Don’t read too much into Nov’24 IIP numbers – they look good because of base effect. We need to see better momentum in GST collections, credit growth and GDP numbers to get confidence of coming out of this cyclical slowdown.
Rupee is playing catch up on the way down, after a long sideways drift when other currencies were weakening against USD. INR can fall another 3-4%, especially if CNY depreciates in anticipation of US tariffs. Currency is a key variable influencing FII flows – need to stay cautious on Indian markets until INR stabilizes.
HSBC Large & Midcap Fund had a good 2024 – delivering over 28% return while the BSE Large Midcap TRI delivered about 12%. Cheenu’s decision to focus on stocks at growth inflections points across industrials and consumer discretionary spaces has been a key performance contributor.
In today’s disruptive world, moats are less relevant. What is more relevant is to identify companies that are at a growth inflection point– which may last 1-3 years – during which they can grow in a non-linear manner, due to a combination of industry/segment tailwinds and strong execution skills to make the most of the growth wave.
Historical PE numbers may not be the best way in such cases to value such businesses. Growth delta influences stock behaviour more than historical valuations in these instances.
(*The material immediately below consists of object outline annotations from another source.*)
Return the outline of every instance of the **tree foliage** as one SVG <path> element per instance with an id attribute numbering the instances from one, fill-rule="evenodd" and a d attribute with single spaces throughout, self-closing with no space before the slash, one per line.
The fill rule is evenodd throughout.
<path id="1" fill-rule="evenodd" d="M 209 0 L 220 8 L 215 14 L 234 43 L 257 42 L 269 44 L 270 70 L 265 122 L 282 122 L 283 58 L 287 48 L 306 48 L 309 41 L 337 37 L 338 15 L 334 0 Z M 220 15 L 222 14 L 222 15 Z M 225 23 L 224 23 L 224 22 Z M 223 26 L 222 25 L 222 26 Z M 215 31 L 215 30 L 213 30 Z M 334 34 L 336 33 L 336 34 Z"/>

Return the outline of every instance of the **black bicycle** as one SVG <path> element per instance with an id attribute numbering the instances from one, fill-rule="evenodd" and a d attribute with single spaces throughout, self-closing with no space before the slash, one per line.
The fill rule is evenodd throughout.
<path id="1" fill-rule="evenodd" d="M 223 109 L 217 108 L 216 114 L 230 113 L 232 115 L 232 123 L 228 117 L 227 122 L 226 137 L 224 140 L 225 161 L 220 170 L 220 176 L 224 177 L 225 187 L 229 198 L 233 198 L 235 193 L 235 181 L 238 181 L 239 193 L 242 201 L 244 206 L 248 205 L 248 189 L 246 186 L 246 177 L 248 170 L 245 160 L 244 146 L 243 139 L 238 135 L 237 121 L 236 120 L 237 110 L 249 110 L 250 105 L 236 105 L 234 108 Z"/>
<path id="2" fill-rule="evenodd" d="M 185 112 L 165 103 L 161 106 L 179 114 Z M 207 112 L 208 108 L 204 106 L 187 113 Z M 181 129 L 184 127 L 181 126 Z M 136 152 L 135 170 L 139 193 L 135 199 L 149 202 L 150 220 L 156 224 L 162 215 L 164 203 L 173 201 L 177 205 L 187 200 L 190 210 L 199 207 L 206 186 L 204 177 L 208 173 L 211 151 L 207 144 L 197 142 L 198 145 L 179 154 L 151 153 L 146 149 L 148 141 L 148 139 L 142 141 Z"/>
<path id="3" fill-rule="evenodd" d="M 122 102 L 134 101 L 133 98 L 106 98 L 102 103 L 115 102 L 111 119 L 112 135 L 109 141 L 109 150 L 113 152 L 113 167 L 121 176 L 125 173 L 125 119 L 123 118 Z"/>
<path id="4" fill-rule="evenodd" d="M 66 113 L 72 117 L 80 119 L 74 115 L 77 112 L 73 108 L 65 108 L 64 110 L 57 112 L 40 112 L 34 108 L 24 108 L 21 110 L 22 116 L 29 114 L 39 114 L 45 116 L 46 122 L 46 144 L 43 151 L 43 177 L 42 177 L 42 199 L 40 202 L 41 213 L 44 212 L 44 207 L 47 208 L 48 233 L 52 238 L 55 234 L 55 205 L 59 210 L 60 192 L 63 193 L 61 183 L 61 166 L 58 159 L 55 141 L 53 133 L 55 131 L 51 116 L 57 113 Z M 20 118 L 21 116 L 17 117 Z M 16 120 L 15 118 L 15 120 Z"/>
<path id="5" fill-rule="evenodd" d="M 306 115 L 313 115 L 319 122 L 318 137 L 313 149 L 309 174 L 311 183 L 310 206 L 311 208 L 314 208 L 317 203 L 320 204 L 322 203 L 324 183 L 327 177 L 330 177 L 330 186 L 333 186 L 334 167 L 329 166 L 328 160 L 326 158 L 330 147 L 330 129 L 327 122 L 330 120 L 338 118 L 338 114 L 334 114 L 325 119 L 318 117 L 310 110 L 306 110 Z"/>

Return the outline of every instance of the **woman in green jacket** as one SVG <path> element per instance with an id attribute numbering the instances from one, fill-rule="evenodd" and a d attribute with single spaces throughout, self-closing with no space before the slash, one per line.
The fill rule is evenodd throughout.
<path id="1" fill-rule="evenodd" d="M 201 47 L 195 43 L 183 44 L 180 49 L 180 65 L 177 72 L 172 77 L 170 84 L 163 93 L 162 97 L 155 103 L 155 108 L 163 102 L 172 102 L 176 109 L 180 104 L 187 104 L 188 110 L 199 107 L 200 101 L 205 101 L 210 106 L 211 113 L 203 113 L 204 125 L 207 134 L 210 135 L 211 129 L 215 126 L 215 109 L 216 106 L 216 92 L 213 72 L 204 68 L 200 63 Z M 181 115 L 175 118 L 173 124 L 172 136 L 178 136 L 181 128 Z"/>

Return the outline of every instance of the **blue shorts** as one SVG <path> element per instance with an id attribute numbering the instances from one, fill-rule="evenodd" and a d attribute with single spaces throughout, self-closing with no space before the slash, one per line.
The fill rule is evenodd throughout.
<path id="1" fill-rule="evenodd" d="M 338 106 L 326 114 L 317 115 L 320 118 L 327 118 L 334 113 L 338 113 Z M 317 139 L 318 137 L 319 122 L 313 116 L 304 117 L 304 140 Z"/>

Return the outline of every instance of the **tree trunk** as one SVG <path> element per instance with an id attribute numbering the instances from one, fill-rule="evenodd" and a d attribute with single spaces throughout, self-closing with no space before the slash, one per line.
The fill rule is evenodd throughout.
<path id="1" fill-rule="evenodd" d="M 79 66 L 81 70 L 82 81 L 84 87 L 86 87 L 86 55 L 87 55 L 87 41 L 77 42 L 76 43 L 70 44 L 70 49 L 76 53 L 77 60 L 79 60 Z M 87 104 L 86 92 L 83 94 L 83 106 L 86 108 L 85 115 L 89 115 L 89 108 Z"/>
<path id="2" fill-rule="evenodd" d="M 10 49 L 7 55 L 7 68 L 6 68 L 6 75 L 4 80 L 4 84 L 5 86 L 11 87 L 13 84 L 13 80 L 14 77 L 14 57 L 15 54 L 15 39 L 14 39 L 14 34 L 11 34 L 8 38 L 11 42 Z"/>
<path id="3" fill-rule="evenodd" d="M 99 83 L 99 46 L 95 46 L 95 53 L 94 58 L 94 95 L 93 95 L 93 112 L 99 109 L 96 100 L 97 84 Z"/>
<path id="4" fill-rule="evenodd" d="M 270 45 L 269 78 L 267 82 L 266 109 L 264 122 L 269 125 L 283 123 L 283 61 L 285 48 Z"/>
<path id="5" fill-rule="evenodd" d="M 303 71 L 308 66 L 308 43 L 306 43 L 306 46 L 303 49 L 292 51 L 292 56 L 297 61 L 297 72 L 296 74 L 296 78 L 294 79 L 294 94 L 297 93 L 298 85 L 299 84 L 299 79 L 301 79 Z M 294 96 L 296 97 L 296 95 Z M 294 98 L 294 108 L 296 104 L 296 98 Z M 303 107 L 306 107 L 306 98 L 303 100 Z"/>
Cheenu finds large caps reasonably valued now. Midcap valuations are relatively high, but earnings growth prospects for many of them can still support these valuations. The same cannot be said about small caps, where earnings growth numbers are coming off in many cases.
Cheenu is adding IT stocks which she believes can start a cyclical recovery with positive growth trends coming in from US.
Her dark horse pick is cement – a sector which is seeing lot of consolidation – which can be a precursor to stabilizing and improving prices.